I was called a racist by a few, some in the spirit of fun, some i would gather from the limits of the text medium, a seriously toned reprimand.  Now, at this point, I am not one to be fazed by these responses but it got me to think how one text message could elicit such a wide spectrum of responses.  Some, in all earnestness, took to explain the time difference, the late sunrise in the western hemisphere, the cold hazy weather.  Even the bad cable tv reception.  Or that it was broadcast in black and white for dramatic effect.  It wasn’t.  Most sent back a short, simple “Ha ha!” confirming a shared moment in private humor.  My favorite: “Neither. Oprah just arrived.”  I will not tell anyone to loosen up, much less get a life.  But i must say that it struck me that it was a serious affront to their sensibilities.  Sus ah!

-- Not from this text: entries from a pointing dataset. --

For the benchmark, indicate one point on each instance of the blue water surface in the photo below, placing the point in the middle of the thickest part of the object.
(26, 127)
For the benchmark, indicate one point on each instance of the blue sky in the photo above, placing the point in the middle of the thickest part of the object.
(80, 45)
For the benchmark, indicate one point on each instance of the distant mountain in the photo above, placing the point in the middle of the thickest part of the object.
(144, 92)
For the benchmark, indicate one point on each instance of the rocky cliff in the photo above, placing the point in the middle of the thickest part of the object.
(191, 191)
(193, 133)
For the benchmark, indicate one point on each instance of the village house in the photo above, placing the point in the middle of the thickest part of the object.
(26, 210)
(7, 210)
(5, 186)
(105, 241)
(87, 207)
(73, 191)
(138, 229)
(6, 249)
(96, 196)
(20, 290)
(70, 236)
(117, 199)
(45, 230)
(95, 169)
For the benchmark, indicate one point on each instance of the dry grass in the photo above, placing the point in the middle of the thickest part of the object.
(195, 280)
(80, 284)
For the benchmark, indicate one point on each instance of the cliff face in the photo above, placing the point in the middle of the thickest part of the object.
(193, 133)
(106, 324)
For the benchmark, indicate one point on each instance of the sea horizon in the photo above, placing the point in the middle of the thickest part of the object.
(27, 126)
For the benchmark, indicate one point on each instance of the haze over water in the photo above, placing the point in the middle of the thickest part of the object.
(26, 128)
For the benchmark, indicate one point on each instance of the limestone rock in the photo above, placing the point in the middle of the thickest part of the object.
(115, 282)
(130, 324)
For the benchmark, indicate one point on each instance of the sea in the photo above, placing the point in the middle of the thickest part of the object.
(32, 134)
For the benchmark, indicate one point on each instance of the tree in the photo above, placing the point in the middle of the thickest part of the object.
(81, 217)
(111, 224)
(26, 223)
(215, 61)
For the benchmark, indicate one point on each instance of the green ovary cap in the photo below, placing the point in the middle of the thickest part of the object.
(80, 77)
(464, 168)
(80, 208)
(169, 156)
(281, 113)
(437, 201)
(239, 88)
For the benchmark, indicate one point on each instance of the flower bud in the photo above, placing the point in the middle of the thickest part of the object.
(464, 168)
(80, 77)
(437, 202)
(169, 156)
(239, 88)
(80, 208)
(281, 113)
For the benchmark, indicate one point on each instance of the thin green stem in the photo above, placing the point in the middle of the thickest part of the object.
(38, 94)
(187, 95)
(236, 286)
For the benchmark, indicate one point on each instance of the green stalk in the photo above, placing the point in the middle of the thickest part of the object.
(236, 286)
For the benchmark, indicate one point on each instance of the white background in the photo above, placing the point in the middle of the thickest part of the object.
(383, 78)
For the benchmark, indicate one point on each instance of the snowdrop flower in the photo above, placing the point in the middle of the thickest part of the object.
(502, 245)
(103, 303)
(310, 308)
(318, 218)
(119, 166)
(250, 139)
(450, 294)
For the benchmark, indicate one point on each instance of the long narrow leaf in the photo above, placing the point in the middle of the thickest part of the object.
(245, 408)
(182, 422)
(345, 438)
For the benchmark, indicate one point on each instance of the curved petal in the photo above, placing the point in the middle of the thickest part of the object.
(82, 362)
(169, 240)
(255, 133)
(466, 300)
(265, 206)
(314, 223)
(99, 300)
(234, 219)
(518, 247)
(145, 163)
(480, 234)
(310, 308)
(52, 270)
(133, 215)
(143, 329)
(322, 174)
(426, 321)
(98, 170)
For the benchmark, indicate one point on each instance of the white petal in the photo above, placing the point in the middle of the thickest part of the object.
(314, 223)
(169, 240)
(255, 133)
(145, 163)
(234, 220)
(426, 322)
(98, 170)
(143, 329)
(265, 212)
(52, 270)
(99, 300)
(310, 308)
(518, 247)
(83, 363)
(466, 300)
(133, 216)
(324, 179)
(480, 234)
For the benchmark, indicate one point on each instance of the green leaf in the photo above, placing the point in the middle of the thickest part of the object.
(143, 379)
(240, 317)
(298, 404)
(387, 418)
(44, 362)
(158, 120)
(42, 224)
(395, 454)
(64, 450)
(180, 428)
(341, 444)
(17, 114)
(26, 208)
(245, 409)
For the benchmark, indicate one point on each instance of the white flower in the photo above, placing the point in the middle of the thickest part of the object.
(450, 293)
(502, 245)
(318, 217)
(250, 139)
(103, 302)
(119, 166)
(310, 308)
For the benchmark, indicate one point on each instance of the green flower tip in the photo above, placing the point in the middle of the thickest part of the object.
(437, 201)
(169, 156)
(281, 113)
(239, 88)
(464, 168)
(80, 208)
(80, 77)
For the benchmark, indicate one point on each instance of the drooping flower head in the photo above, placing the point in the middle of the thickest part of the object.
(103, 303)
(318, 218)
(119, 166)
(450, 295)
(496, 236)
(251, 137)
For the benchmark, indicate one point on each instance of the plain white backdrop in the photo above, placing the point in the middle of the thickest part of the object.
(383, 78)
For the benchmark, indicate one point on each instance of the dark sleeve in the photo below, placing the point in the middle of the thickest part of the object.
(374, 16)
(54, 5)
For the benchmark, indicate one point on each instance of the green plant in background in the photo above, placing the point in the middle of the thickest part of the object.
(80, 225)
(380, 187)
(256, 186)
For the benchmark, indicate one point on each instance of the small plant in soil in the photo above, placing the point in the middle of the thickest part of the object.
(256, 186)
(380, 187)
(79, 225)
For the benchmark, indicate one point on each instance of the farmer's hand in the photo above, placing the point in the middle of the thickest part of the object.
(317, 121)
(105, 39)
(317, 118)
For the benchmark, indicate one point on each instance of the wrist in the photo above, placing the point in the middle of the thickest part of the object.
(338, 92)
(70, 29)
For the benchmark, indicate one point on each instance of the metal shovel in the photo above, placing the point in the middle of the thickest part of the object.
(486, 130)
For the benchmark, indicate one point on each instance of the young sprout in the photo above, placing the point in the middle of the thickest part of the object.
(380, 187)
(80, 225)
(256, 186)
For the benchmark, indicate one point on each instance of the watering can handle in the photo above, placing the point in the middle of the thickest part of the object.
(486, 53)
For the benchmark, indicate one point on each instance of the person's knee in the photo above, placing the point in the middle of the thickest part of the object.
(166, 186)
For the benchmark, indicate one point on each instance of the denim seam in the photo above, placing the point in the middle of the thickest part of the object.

The Obamas and the Bushes are getting off the new First Car as I finish off this entry, riding from one building to another.  Even before the primaries, I believed Clinton was a better candidate but Obama has gone beyond what I expected from him, and it’s all to his credit that he’s starting to make me question my original opinion.  An article today from the NYT (http://www.nytimes.com/2009/01/20/us/politics/20transition.html?hp) puts very well why he has the right approach to start off as the leader of the United States of America.  It is doubly fortunate to have Clinton and Obama, but had been doubly unfortunate as well for the two Bushes that came their way.

But i remain optimistic.  I am not an American citizen but I will be, in some indirect way down the road, be positively affected by what I hope will be a new age in America and the world.

Sige na, ma speech na si Obama.  Namaste!